Yar's Revenge Hands-On Impressions
The first time I played Yar's Revenge was some time in the 90s, when my dad found an Atari 2600 and several games at a yard sale. It had spent some time in a flooded basement, so a lot of the games wouldn't work at all. Yar's Revenge was tossed in the “didn't work” pile, not because it was broken, but because my young brain saw it as impenetrable nonsense and assumed it was broken. Years later, even after understanding the game, I still find it a bit haunting, with its abstract graphics and constant assault of noise.
The Yar's Revenge Atari showed me a few days ago was a much different affair. Meant as a re-imagining of the “plot” of the original game (most of which was included in a comic book that came with the 2600 cartridge), the game features a heroine in an insect-like power suit shooting her way through swarms of enemies in a rail-shooter inspired by Sin & Punishment and Panzer Dragoon.
While just about everything in this new game is a drastic departure, the update takes most of its inspiration from the comic, maintaining the conflict between the Yar and the Qotile empire. The one major nod to the original comes in the form of a shield power-up that resembles the rainbow-colored safe zone – it even prevents you from shooting while activated. Beside that, you could probably make a case for the ethereal electronic soundtrack as a nod to the haunting sounds of the original, but it seems to be taking more cues from Sin & Punishment than anything.

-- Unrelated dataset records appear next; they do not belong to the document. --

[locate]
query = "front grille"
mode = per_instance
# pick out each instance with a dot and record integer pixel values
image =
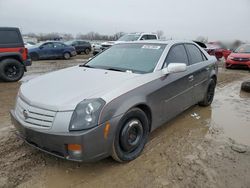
(33, 117)
(106, 45)
(241, 59)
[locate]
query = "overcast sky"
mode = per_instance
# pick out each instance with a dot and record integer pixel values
(182, 19)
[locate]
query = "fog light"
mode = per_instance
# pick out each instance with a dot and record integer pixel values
(75, 147)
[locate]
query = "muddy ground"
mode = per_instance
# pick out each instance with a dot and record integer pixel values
(203, 147)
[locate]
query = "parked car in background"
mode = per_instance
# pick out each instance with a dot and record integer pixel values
(80, 46)
(96, 48)
(127, 38)
(109, 106)
(51, 50)
(215, 49)
(13, 55)
(239, 57)
(28, 44)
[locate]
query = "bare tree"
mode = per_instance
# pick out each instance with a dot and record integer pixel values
(160, 34)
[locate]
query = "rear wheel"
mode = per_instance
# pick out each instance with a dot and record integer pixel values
(34, 56)
(87, 51)
(66, 55)
(131, 136)
(209, 96)
(11, 70)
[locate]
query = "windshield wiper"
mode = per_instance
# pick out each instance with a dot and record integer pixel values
(115, 69)
(84, 65)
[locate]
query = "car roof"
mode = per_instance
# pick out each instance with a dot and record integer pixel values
(158, 42)
(141, 33)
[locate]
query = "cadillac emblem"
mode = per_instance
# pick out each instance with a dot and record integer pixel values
(25, 114)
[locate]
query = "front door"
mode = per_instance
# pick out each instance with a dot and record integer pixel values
(178, 89)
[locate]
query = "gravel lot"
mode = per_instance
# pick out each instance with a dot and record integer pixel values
(202, 147)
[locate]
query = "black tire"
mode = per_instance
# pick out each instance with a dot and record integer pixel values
(131, 136)
(209, 96)
(87, 51)
(245, 86)
(11, 70)
(66, 55)
(34, 56)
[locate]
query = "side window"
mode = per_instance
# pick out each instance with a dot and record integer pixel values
(194, 53)
(10, 37)
(144, 37)
(177, 54)
(58, 45)
(152, 37)
(48, 45)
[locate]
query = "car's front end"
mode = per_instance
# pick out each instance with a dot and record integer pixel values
(236, 60)
(50, 132)
(65, 120)
(240, 57)
(72, 51)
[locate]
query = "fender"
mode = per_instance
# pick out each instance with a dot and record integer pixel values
(12, 54)
(121, 105)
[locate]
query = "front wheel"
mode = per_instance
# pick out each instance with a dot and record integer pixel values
(11, 70)
(87, 51)
(209, 96)
(131, 136)
(66, 55)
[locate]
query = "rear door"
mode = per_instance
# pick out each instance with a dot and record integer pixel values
(58, 49)
(178, 86)
(201, 70)
(46, 50)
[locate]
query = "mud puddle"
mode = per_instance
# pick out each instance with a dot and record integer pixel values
(193, 150)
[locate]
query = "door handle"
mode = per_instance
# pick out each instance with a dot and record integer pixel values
(190, 78)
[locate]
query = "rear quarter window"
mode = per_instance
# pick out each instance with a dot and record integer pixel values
(10, 37)
(195, 54)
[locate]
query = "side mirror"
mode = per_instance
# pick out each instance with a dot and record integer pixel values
(175, 68)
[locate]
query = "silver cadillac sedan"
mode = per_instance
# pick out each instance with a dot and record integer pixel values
(108, 106)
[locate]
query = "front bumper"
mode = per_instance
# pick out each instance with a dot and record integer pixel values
(27, 62)
(233, 63)
(73, 53)
(93, 143)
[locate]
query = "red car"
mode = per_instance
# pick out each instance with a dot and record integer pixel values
(240, 57)
(13, 55)
(216, 50)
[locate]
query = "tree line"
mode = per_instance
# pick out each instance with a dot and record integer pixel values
(88, 36)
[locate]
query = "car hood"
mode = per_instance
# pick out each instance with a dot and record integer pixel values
(63, 90)
(240, 55)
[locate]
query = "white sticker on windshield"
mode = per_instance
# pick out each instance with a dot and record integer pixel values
(153, 47)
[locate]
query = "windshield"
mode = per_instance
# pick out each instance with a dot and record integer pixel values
(137, 58)
(129, 37)
(68, 42)
(243, 49)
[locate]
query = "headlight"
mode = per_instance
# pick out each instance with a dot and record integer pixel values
(86, 114)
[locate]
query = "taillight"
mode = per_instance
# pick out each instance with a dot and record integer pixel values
(26, 53)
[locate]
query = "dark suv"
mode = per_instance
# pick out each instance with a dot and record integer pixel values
(80, 46)
(13, 55)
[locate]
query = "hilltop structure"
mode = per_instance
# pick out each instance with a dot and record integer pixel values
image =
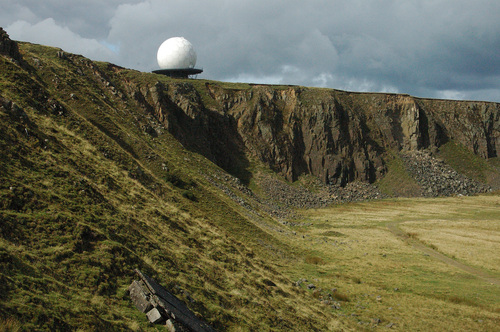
(176, 58)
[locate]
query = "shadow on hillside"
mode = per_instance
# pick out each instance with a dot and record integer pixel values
(211, 134)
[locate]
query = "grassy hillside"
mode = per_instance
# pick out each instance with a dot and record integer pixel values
(88, 195)
(92, 186)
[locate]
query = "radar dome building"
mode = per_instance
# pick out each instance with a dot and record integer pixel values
(177, 58)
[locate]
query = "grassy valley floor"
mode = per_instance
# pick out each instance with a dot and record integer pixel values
(405, 264)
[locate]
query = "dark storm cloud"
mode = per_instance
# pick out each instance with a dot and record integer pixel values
(438, 48)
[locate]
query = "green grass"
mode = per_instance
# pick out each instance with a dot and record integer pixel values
(89, 194)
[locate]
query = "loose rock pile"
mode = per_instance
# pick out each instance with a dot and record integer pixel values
(438, 179)
(290, 196)
(161, 307)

The gameplay is pretty typical rail-shooter fare, taking you through a pre-determined path against huge swarms of enemies. The game leans heavily towards the style of Sin & Punishment in many ways, giving you independent movement and aiming, a combo system for chaining many kills together, and a dodge roll for avoiding shots.
Three weapons make up your arsenal. You have an automatic-firing straight shot, fire and forget lock-on missiles (a-la Rez or Panzer Dragoon), and a powerful blast that does major damage but has to recharge afterwards. Along with those you'll also grab power-ups like the aforementioned shield and some all-killing bomb-like weapons for clearing out big groups of enemies.

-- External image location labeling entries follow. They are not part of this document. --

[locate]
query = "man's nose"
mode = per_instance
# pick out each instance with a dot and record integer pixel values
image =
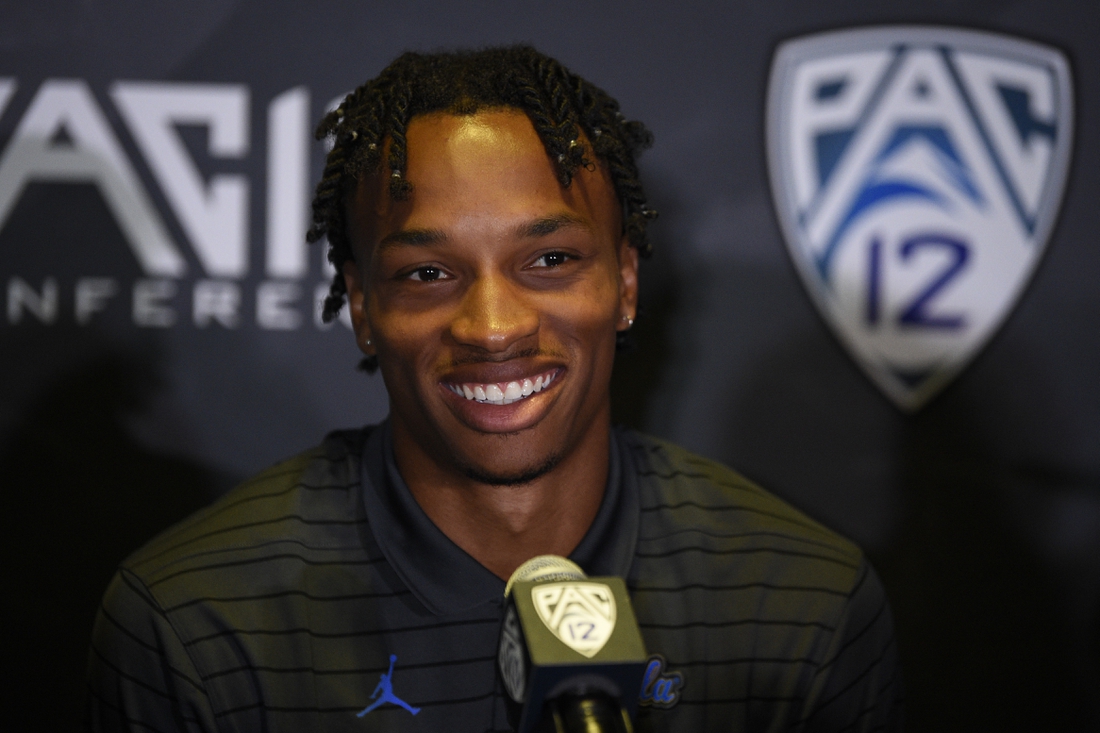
(495, 315)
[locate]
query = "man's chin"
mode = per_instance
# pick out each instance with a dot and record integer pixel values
(515, 477)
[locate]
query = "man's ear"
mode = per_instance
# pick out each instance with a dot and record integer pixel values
(628, 284)
(356, 306)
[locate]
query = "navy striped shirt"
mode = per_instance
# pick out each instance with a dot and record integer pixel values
(279, 606)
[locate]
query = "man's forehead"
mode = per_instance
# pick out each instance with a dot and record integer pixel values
(490, 163)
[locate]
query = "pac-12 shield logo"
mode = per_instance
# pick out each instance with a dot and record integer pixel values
(581, 614)
(916, 173)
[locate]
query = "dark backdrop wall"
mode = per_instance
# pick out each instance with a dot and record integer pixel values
(160, 346)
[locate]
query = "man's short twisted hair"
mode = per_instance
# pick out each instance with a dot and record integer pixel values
(560, 105)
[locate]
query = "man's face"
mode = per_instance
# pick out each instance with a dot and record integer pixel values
(492, 296)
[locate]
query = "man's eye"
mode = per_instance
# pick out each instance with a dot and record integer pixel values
(551, 260)
(426, 274)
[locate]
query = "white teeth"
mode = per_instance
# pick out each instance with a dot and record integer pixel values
(495, 395)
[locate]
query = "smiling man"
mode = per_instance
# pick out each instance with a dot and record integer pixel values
(485, 217)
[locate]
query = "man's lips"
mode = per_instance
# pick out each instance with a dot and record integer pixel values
(504, 393)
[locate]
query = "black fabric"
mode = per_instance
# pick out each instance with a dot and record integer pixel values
(279, 606)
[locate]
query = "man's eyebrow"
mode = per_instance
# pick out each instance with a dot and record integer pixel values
(413, 238)
(550, 225)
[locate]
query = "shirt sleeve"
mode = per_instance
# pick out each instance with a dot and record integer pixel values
(858, 687)
(140, 676)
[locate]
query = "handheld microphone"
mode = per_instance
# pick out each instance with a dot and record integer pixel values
(571, 656)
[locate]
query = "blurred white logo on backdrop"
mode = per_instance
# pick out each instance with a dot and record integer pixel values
(916, 173)
(64, 135)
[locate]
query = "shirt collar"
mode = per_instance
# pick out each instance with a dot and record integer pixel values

The game isn't easy either, so you'll want to make full use of all of that fire-power. Even as someone whose favorite game series is Panzer Dragoon, recently finished Sin & Punishment 2, and considers Rez a masterpiece, I found Yar's to be surprisingly tough. The enemies are relentless, so you'll probably die a few times getting the hang of the controls and learning to dodge constantly.

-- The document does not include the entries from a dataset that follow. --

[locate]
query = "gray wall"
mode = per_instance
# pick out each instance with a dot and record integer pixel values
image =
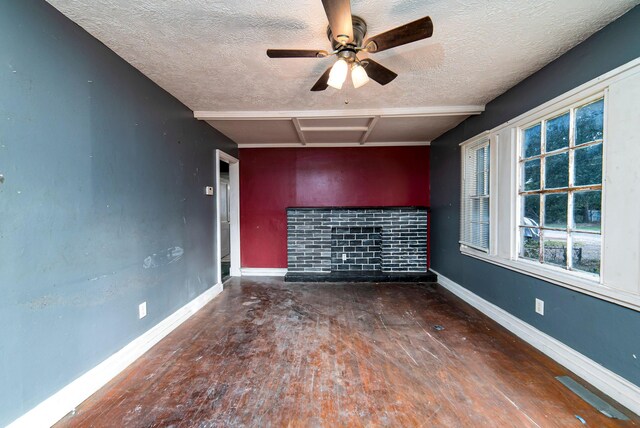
(605, 332)
(104, 176)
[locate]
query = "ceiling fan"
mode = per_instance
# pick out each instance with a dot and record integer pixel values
(346, 34)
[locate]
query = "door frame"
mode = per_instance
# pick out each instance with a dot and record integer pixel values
(234, 214)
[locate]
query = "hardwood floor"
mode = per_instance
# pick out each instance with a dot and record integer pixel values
(268, 353)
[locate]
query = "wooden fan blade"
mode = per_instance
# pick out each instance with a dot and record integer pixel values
(377, 72)
(411, 32)
(321, 84)
(295, 53)
(339, 15)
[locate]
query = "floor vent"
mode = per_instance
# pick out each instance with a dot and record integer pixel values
(598, 403)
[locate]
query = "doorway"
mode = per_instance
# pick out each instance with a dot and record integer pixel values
(227, 216)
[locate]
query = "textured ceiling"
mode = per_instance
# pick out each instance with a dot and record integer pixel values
(210, 54)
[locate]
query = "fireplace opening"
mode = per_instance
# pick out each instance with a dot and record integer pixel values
(356, 249)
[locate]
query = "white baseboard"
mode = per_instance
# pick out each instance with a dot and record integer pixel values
(68, 398)
(612, 384)
(264, 271)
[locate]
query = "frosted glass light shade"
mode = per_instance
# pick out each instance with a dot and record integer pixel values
(338, 74)
(359, 76)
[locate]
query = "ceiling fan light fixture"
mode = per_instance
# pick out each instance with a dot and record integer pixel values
(359, 76)
(338, 74)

That said, it isn't the challenge that's the biggest obstacle for Yar's Revenge, but a seeming lack of originality. The game borrows from every other rail shooter without establishing its own identity. There's a satisfying feel to the other games I've mentioned that was lacking in Yar's. Sin & Punishment has its melee and dodge moves, Panzer has lock-on missiles and 360 degree view, and Rez has the music integration, but Yar's Revenge simply has bits and pieces from all of these games.
If you can't get enough rail shooters, Yar's Revenge may still be a good time – it's a rather small genre after all. With six stages that are said to be about an hour each, drop-in/drop-out co-op, and a very reasonable $10 price tag, it may still be worth it for the challenge, even if it wasn't super-satisfying in my time with it.
Yar's Revenge is coming to Xbox Live Arcade, Playstation Network, and PC this March.